CodeRepository¶

`CodeRepository`¶

Central registry of assets, tasks, jobs, schedules, and sensors. Resolves the full dependency graph and validates each user-defined Job. Calls to materialize() build an ephemeral execution plan over the selection — there is no auto-generated job, and ad-hoc runs have RunRecord.job_name = None.

import rivers as rs

repo = rs.CodeRepository(
    assets=[asset_a, asset_b, asset_c],
    tasks=[my_task],
    jobs=[
        rs.Job(name="pipeline", assets=[asset_a, asset_b]),
    ],
    schedules=[nightly_schedule],
    sensors=[file_sensor],
)

Constructor:

Parameter	Type	Default	Description
`assets`	`Sequence[SingleAsset \\| MultiAsset \\| GraphAsset \\| ExternalAsset]`	required	All assets to register.
`tasks`	`Sequence[Task \\| BashTask] \\| None`	`None`	Standalone tasks (not asset producers) to register.
`jobs`	`Sequence[Job] \\| None`	`None`	Jobs to validate and register.
`schedules`	`Sequence[Schedule] \\| None`	`None`	Schedules to register.
`sensors`	`Sequence[Sensor] \\| None`	`None`	Sensors to register.
`default_executor`	`Executor \\| None`	`None`	Default executor for jobs without one. Defaults to `Executor.parallel()` when not set.
`resources`	`dict[str, Any] \\| None`	`None`	Shared resources injected by parameter name into asset/task/schedule/sensor functions.
`run_queue`	`RunQueueConfig \\| None`	`None`	Run-queue limits applied to daemon-submitted runs. See Concurrency.
`run_backend`	`RunBackendConfig \\| None`	`None`	Where runs are launched — local subprocess (default) or Kubernetes pods.
`pool_limits`	`dict[str, int] \\| None`	`None`	Initial concurrency-pool slot caps (`{pool_key: limit}`).

Properties:

Property	Type	Description
`assets`	`dict[str, SingleAsset \\| MultiAsset \\| GraphAsset]`	Dict mapping asset names to asset objects.
`storage`	`Storage`	The storage backend bound by `resolve()`.
`schedules`	`list[Schedule]`	Registered schedules.
`sensors`	`list[Sensor]`	Registered sensors.

Methods¶

`resolve()`¶

def resolve(self, storage: Storage | None = None) -> None

Validate the graph and persist topology / metadata into storage. Must be called before materialize(), backfill(), or daemon start. Without an explicit storage, an embedded SurrealDB+RocksDB backend is created at .rivers/storage/.

`validate()`¶

def validate(self) -> None

Run the storage-independent validation pipeline: graph composition, partition / external / resource-reference checks, and per-job plan building. Raises the same errors resolve() would for graph problems, but does not initialize storage, invoke Resource.setup(), resolve IO handler ResourceRefs, register assets/pools, or persist topology.

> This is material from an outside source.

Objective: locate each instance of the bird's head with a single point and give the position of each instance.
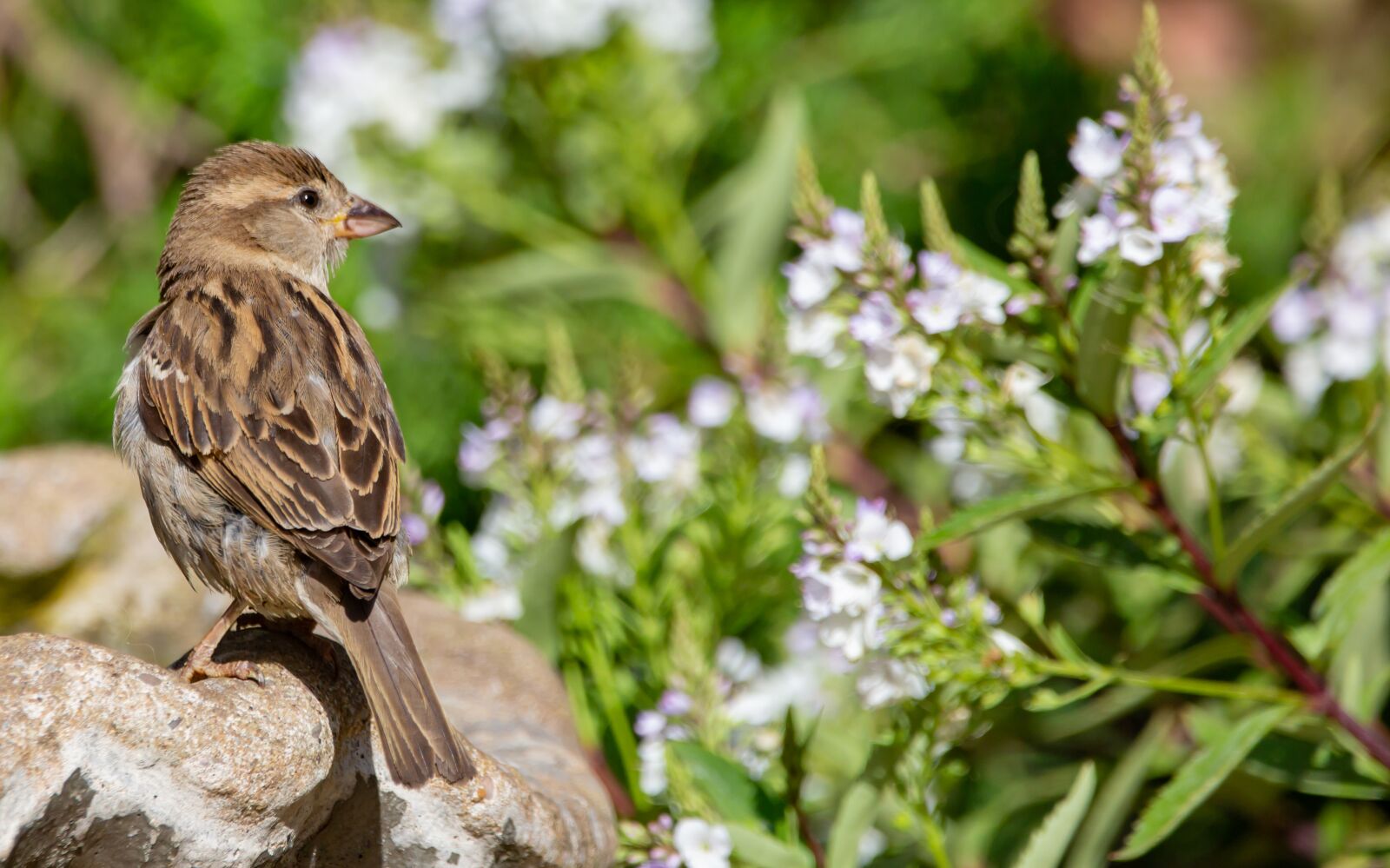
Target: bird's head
(259, 203)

Intended for CLI / IDE / UI tools that want fast feedback on whether a repository is well-formed without the side effects of a full resolve(). Always re-runs (no idempotency guard) so it can be called repeatedly while the user edits code.

`get_job()`¶

def get_job(self, name: str) -> Job

Retrieve a validated job by name. Raises ValueError if no job with that name exists.

`materialize()`¶

def materialize(
    self,
    selection: list[str] | None = None,
    partition_key: PartitionKey | None = None,
    tags: list[tuple[str, str]] | None = None,
    raise_on_error: bool = True,
    config: dict[str, dict[str, Any]] | None = None,
    run_id_override: str | None = None,
    include_upstream: bool = False,
    resume: bool = False,
) -> RunResult

Materialize assets synchronously over an ephemeral execution plan. When selection is provided, only the selected assets are materialized; pass include_upstream=True to also materialize their transitive deps. The resulting RunRecord.job_name is None.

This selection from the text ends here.